For Jim and many like him, it was not them but the world that was crazy.  What was keeping all of it from blowing up, just like the people and placed he had seen “wasted”?  Presidents give the orders and people die.  It’s like a primitive ritual with human sacrifices to bloodthirsty gods.  Jim was sure about only one thing: The people pulling the strings didn’t care what happened to him.

 
“How’d you get it together? That’s what I want to know,” he kept asking.  Our backgrounds were different, but the war gave us a common bond.  Jim was a ghetto kid who didn’t finish high school before entering the service, whereas I had gone to private school, Harvard, and then Europe for a year of postgraduate study before my draft board notified me.  Unlike him, I never saw a psychotherapist while growing up and was never seriously upset until after I came back, and then never so bad that I couldn’t go to school and hold a job, too.  All the same, he knew.  “Something got to you too, huh?”

 
He tested me to see if I’d open up with him. “People like you go into psychology to straighten themselves out, right?”  Yes, I told him, he was right about that.  After years of taking pills and hearing therapists interpret his past and try to modify his behavior, Jim wanted to “relate.”  It was the same hunger that led a dozen of us to form the veteran rap groups that began meeting in New York City in 1970.  In these groups we asked each other and the therapists who volunteered to assist us in gaining the same openness Jim now wanted.

 
After a few meetings Jim asked to be a regular client.  At the beginning he couldn’t take much – he would miss appointments and “forget” to return my phone calls. Eventually, though, we met more regularly, and he began to thrive on the questions I raised.
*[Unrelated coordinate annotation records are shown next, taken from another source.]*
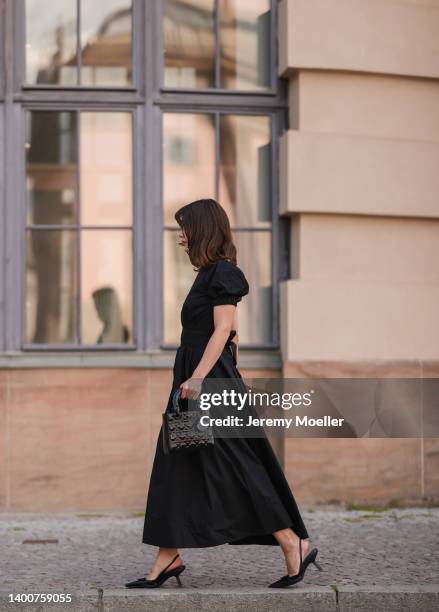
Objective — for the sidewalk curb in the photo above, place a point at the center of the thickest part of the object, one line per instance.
(315, 599)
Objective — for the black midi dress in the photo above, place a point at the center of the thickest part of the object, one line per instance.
(234, 491)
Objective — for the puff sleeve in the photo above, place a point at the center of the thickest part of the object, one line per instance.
(228, 284)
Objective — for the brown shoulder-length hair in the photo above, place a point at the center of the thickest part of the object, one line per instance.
(207, 228)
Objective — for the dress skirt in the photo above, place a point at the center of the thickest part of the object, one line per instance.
(232, 492)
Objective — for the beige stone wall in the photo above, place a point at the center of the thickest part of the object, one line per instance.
(360, 182)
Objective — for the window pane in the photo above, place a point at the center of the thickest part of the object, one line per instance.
(189, 160)
(177, 280)
(245, 44)
(189, 43)
(106, 168)
(106, 42)
(255, 311)
(51, 156)
(106, 286)
(51, 286)
(245, 172)
(51, 42)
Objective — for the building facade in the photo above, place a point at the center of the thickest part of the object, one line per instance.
(315, 123)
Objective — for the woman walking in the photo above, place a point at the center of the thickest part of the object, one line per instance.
(233, 491)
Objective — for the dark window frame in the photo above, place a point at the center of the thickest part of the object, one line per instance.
(147, 102)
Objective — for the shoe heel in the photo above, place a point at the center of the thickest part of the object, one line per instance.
(318, 566)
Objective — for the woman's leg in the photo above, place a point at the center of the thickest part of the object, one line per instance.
(164, 558)
(289, 542)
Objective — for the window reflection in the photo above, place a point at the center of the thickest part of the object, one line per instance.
(188, 160)
(105, 42)
(51, 42)
(106, 286)
(106, 168)
(245, 169)
(189, 43)
(178, 276)
(245, 44)
(51, 286)
(245, 193)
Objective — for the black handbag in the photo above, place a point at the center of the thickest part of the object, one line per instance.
(182, 430)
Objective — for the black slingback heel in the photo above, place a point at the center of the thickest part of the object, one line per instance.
(287, 580)
(144, 583)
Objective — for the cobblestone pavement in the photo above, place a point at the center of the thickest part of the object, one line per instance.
(83, 551)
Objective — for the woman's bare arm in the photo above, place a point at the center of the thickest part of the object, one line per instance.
(223, 319)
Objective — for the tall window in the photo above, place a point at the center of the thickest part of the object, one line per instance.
(217, 43)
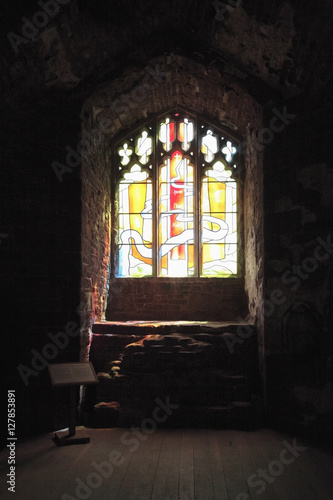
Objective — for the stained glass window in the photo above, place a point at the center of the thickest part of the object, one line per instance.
(177, 200)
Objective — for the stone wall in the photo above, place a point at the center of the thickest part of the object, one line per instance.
(40, 258)
(298, 268)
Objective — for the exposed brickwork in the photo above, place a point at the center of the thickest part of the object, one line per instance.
(174, 299)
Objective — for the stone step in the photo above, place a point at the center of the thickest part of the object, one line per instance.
(211, 387)
(232, 352)
(164, 327)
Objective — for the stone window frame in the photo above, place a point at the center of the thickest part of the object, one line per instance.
(238, 175)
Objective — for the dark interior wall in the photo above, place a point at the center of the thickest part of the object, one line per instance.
(298, 265)
(279, 51)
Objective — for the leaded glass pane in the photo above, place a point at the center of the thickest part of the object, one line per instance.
(167, 134)
(218, 222)
(135, 224)
(179, 233)
(209, 146)
(144, 147)
(176, 217)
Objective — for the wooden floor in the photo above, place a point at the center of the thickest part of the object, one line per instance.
(170, 464)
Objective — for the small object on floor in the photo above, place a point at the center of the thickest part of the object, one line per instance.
(106, 414)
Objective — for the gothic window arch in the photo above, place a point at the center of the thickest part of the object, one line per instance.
(177, 191)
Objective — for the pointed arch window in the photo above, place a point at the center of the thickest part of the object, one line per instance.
(177, 190)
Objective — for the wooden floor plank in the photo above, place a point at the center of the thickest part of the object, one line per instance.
(139, 479)
(171, 464)
(203, 481)
(186, 467)
(232, 465)
(293, 480)
(246, 455)
(219, 482)
(262, 457)
(167, 474)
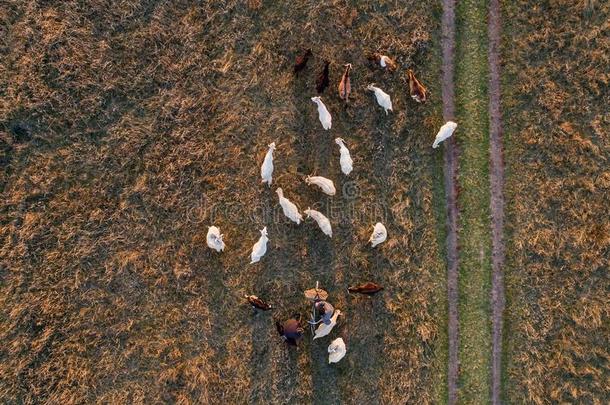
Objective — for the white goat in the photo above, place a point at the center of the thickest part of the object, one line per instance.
(323, 113)
(260, 247)
(267, 166)
(214, 239)
(379, 235)
(445, 132)
(336, 350)
(383, 98)
(345, 160)
(322, 221)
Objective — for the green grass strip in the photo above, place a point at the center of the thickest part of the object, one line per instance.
(474, 235)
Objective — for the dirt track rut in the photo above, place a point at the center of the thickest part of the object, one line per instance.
(451, 160)
(497, 199)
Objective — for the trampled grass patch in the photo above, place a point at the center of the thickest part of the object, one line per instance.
(557, 152)
(127, 128)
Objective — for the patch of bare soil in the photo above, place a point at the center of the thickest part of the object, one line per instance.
(496, 174)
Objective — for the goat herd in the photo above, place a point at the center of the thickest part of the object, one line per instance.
(292, 330)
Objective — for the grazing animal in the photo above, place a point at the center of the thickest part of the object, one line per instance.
(366, 288)
(260, 247)
(326, 185)
(323, 113)
(301, 61)
(345, 85)
(267, 166)
(336, 350)
(322, 221)
(417, 90)
(384, 61)
(257, 303)
(289, 208)
(379, 235)
(291, 330)
(383, 98)
(445, 132)
(214, 239)
(324, 329)
(345, 160)
(322, 82)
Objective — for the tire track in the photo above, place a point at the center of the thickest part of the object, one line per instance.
(497, 199)
(450, 172)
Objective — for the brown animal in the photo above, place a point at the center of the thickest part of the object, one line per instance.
(383, 61)
(345, 85)
(301, 61)
(417, 90)
(322, 81)
(258, 303)
(369, 288)
(291, 330)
What had gotten to him?  What was so troubling?  What made him so vulnerable?  What was he going to do about it now?  How was he going to handle his life?  I didn’t intend for him to answer my questions the way elementary pupils answer their teacher’s drill.  Rather, the idea was for him to use the questions to orient himself, to direct his energies where the questioning pointed.  It was time for Jim to stop telling the same story over and over and to begin living out a new one.

 
The more we worked together, the more he saw opportunities to make himself useful – a gesture that would help his wife, an odd job to pick up some cash, a game he could play with his kids.  He studied enough to distinguish his sensitive reactions from his deluded flights of fancy.  And when he was ready, he acknowledged that his suffering would never make sense o its own.  It would only be valuable if he took it as a lesson, something he could use to remind himself that how he handles his life is up to him.

 
After a few months of groundwork, Jim was out of the VA for good.  Then he got off tranquilizers and stayed away from pot.  In the next year, he and his wife stopped fighting and started talking, and soon after that he was holding a job for the first time since he left the Marines.  Two years after we began meeting he bought his own house and was holding down two jobs.  Instead of complaining about his two kids, which is all he had done when we first met, he’d brag about them.

 
The time came when he raised a more ambitious question.  Given his suffering, and what he’d learned, what purpose would he devote himself to?  “People, I want to do something for people,” he’d say.  One of his dreams was to save enough money to start a summer camp for ghetto kids.  In the meantime, he began seeing the people in his daily lives as the ones to serve.